Have got a quote off a company that uses dry-ice to blast paint off, but they want $4950 to do the job. So thats not an option. 
So from here I see my options as 
1- Hire a sandblasting unit and try and do it myself (sandblasting setup and 400 cfm compressor about $500/day + the cost of the consumables and safety gear) not really keen on this option. 
2- Use sanding discs on a grinder, have tried this, it works but is very slow, as the paint seems to melt and clog up the discs (also tried wire buff on grinder, it melts paint and just spreads it around) 
3- Diamond cutting wheel on angle grinder.

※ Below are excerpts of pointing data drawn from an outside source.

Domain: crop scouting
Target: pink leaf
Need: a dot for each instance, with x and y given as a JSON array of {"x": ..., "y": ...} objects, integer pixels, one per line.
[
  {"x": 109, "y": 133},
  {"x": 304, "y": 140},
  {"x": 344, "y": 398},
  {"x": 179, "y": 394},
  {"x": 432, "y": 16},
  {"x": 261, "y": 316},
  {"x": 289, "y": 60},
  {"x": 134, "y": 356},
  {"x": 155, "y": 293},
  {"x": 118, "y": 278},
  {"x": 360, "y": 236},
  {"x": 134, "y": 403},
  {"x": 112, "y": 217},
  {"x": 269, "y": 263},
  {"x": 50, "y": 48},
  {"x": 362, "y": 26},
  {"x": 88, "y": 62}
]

Tried this and it works (so far seems to be the preffered option) But its also fairly slow, and I'm not sure how long the disc will last doing sweeping angled cuts (its obviosly designed to cut straight in) 
4- Hire an air driven "stabbler" tool, this tool has 3 or so pistons/tips that go in and out and chip away at the surface. I dont know anyone who has used one of these to know how successful it would be. Apparantly this will leave a very rough surface, the render guys say this is ok as long as its not too rough. 
Anyone have any opinions on my options, or have any ideas that might also work that I havent thought of ?

----------


## weisyboy

sandblasting would be easyesy in my opinion. 
you may be able to strip it with some harsh cemicals thow

----------


## Ironwood

> sandblasting would be easyesy in my opinion. 
> you may be able to strip it with some harsh cemicals thow

  The chemical option, I'm not really keen on. I would rather spend abit more time getting it off mechanically if possible. 
Sandblasting may well be the best way, though I have never used one. Not sure how much of the copper slag (grit) I would need. I assume this stuff cant be re-used?

----------


## Dirty Doogie

I thought there was pebble crete type coating that went straight over the pool paint. Have you rung around to check?  Quite a few pools have been done over in this area and didnt require old paint to be removed.  
I dont know the name of the system but it involves spraying a liquid polyuerthane coating onto which they blow fine sand while it is wet , then apply a cement based pebble coating. 
  I suspect that the paint you are removing is also a waterproofing compound , applied to stop the pool leaking.

----------


## autogenous

Tip  44 Gallons of petrol in the full and throw in match. Woomfa, job done. 
On second thoughts no don't do that. 
Have you looked at silicon carbide blades? 
Have you at an air Scabbler? 
Have you looked at a needle gun? 
There is sand blasters that use Hazelnut shells I think?

----------